Closed BramVanroy closed 1 year ago

BramVanroy commented 1 year ago

I guess that this question comes down to a discussion that we had earlier about scaling and differences across languages and domains.

I came across this commercial blog post of Lilt where they make claims of outperforming Google/GPT4 in specific domains. They use COMET to evaluate.

COMET scores LILT

As you can see, these scores for the Manufcaturing domain exceed 100. I wonder how this should be interpreted and whether COMET was intended to produce >100 scores. I know that the model can predict such scores (it's just unbounded regression), but I would intuitively think that 100 is the maximum and that higher scores are not meaningful. So is the difference between 101 and 106 in this example meaningful (comparable to e.g. 91 and 96 difference) or is it quite meaningless and just means "the model predicts +100 so both systems are equally good"?

Thanks for any insights!

ricardorei commented 1 year ago

Hey @BramVanroy if you look at z-scores used to train COMET (the wmt20-comet-da) there are some outliers that go well over 1, in other words, for that model, its possible to have scores over 1.

From "empirical" experience the model does not output scores > 1.0 very often and when it does its usually because the domain is easy with many short segments or your model just overfitted a specific domain. At Unbabel sometimes we came across such COMET values when we do domain adaptation for a domain where content repeats itself a lot.

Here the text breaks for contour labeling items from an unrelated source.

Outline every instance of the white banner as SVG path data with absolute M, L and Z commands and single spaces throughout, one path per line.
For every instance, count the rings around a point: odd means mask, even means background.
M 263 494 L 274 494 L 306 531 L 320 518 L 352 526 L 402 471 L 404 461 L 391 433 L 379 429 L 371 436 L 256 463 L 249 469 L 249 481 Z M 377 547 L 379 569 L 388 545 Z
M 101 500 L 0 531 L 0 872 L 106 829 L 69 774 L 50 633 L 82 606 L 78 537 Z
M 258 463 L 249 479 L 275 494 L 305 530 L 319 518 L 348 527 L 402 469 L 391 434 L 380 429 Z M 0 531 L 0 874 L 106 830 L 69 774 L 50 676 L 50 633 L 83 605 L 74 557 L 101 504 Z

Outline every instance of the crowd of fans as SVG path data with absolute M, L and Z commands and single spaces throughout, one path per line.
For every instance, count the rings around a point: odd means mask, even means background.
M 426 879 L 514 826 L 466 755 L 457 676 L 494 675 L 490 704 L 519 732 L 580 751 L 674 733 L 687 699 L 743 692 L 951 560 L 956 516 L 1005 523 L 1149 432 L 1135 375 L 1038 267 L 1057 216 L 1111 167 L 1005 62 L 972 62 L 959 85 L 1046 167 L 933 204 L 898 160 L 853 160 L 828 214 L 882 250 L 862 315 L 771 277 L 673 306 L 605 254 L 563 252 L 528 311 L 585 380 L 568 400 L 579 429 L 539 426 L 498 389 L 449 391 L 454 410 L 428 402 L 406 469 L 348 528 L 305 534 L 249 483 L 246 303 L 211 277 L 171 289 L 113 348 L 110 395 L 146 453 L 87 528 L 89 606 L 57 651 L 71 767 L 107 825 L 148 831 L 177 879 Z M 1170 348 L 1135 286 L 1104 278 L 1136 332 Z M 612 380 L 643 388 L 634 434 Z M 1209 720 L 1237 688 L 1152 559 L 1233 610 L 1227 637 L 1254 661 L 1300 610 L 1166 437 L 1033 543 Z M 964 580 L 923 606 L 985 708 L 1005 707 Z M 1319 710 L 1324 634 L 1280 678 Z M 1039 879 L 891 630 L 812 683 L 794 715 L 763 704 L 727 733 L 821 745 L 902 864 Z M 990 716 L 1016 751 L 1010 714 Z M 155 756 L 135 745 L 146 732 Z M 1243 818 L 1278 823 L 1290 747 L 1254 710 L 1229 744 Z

Nonetheless, I also came across that blogpost and I think its just publicity I would not rely much on its scientific value. The baseline scores are also very high which ints a domain where content is not difficult and if you give some examples of translations in that domain models will easily learn to produce perfect translations. They explicitly talk about a a new GPT-style model and then they write that the model is 1000x smaller than GPT-4. What does that mean? First of all the GPT-4 parameters are not disclosed and assuming the size of GPT-3 (175B parameters) then 1000x less parameters is ~the size of a Transformer big model that is commonly used for translation. Nonetheless its great that they are using in-context learning and there is a lot of value in those approaches for MT that can differentiate companies from generic MT like google but I would not take the results very seriously (from a scientific perspective).

ricardorei commented 1 year ago

Btw for the new model wmt22-comet-da its much much less common to have scores over 1.0. because the training data was scaled between 0 and 1.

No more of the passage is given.